Zhang Daolin ve Taoizm
Daha önce de belirtildiği gibi, Lao Tzu'nun felsefesi kültürün tüm alanlarını etkiledi ve yeni bir din olan Taoizm'in temelini oluşturdu. Doğru, bu Tao'nun kurucusunun ölümünden birkaç yüzyıl sonra oldu.

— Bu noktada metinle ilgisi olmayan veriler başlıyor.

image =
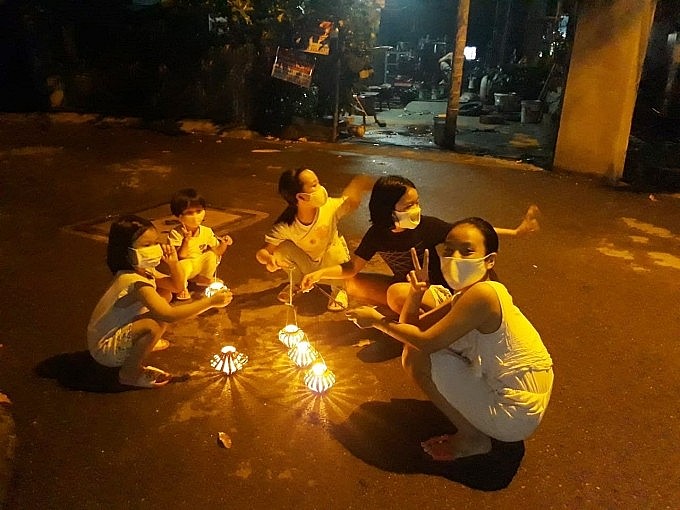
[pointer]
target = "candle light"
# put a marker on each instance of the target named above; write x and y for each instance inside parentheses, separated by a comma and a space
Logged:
(302, 353)
(229, 360)
(318, 378)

Taoizm yönü vaiz Zhang Daolin'i geliştirmeye başladı. Bu din karmaşık ve çok yönlüdür. Dünyanın tamamen sayısız iyi ve kötü ruhun yaşadığı inancına dayanır. Ruhun adını bilip gerekli ritüeli yaparsanız onlar üzerinde güç kazanabilirsiniz.
Ölümsüzlük
Ölümsüzlük doktrini, Taoizm'in merkezi doktrini olarak kabul edilir. Kısacası, antik Çin mitolojisinde ve dininde ölümsüzlük doktrini yoktu. Bu konunun ilk sözü sadece Taoizm'de ortaya çıktı. Bir kişinin iki ruhu olduğuna inanılıyordu: maddi ve manevi. Akımın takipçileri, ölümden sonra bir kişinin ruhsal bileşeninin bir ruha dönüştüğüne ve beden öldükten sonra varlığını sürdürdüğüne ve ardından gökyüzüne dağıldığına inanıyordu.

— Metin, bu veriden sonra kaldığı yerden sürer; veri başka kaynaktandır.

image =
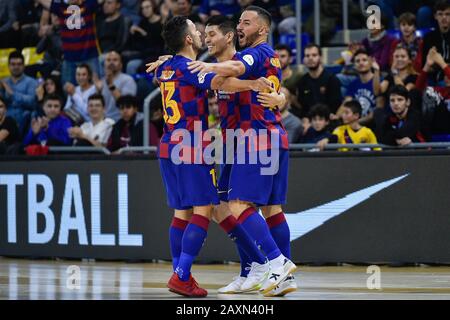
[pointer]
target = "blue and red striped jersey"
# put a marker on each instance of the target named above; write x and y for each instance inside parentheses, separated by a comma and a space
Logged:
(78, 44)
(185, 101)
(260, 61)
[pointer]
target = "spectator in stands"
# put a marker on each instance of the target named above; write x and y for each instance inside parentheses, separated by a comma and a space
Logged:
(290, 76)
(401, 126)
(9, 131)
(436, 99)
(216, 7)
(409, 40)
(145, 41)
(128, 131)
(318, 85)
(351, 132)
(49, 85)
(365, 88)
(439, 38)
(319, 117)
(52, 128)
(115, 84)
(51, 45)
(76, 107)
(84, 50)
(8, 36)
(378, 44)
(130, 9)
(292, 124)
(112, 27)
(97, 131)
(19, 90)
(402, 73)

Fiziksel bileşene gelince, o zamanbir "iblis" oldu ve bir süre sonra gölgeler dünyasına girdi. Orada, onun geçici varlığı, soyundan gelenlerin fedakarlıkları ile sürdürülebilirdi. Aksi takdirde dünyanın pneumasında eriyecektir.
Beden, bu ruhları birbirine bağlayan tek iplik olarak kabul edildi. Ölüm onların ayrılıp ölmelerine neden oldu, biri er, diğeri geç.
Çinliler kasvetli bir ölümden sonra yaşamdan değil, fiziksel varoluşun sonsuz uzantısından bahsediyorlardı. Taocular, fiziksel bedenin, evren gibi bir makrokozmosa dönüştürülmesi gereken bir mikrokozmos olduğuna inanıyorlardı.
Antik Çin'deki Tanrılar
Bir süre sonra, Budizm eski Çin dinine nüfuz etmeye başladı, birçok Budist motifi ödünç alarak yeni öğretiye en açık olan Taoistler oldu.
Bir süre sonra, ruhların ve tanrıların Taocu panteonu ortaya çıktı. Tabii ki, Tao'nun kurucusu Lao Tzu, onurlu bir yerde duruyordu. Azizler kültü yaygınlaştı. Ünlü tarihi şahsiyetler ve erdemli yetkililer onun arasında yer aldı. Tanrılar kabul edildi: efsanevi imparator Huangdi, Batı Xiwangmu'nun tanrıçası, ilk insan Pangu, Büyük Başlangıç ve Büyük Sınırın tanrıları.
Bu tanrıların onuruna tapınaklar inşa edildi, burada karşılık gelen putlar sergilendi ve Çin halkı onlara adak sundu.
Sekiz ölümsüz tanrı ba-xian tanrıların özel bir kategorisi olarak kabul edildi. Taocu öğretilere göre, bu sekiz aziz dünyayı dolaşır ve insan işlerine karışır.
Sanat vekültür
Eski Çin'de geleneksel dinler ve sanat arasındaki ilişkinin kanıtı edebiyat, mimari ve güzel sanatlarda bulunabilir. Çoğunlukla, dini ve ahlaki-felsefi bilginin etkisi altında geliştiler. Bu, ülkenin topraklarına nüfuz eden Konfüçyüs ve Budizm'in öğretileri için geçerlidir.
Budizm Çin'de yaklaşık iki bin yıldır var olmuştur, tabii ki belirli Çin uygarlığına uyum sağlarken önemli ölçüde değişti. Budizm ve Konfüçyüs pragmatizmi temelinde, Chan Budizminin dini düşüncesi ortaya çıktı, daha sonra modern, tamamlanmış formuna geldi - Zen Budizm. Çinliler, Hint Buda imajını asla benimsemediler ve kendilerininkini yarattılar. Pagodalar da benzer şekilde farklıdır.
Antik Çin'in kültürü ve dini hakkında kısaca konuşursak, şu sonuçları çıkarabiliriz: eski çağda din, belirli rasyonalizm ve pragmatizm ile ayırt edildi. Bu eğilim bugün hala mevcuttur. Çin dini hayali tanrılar yerine gerçek tarihi figürler içerir, felsefi risaleler burada dogma görevi görür ve şamanik ritüeller yerine 3000 edep kuralı kullanılır.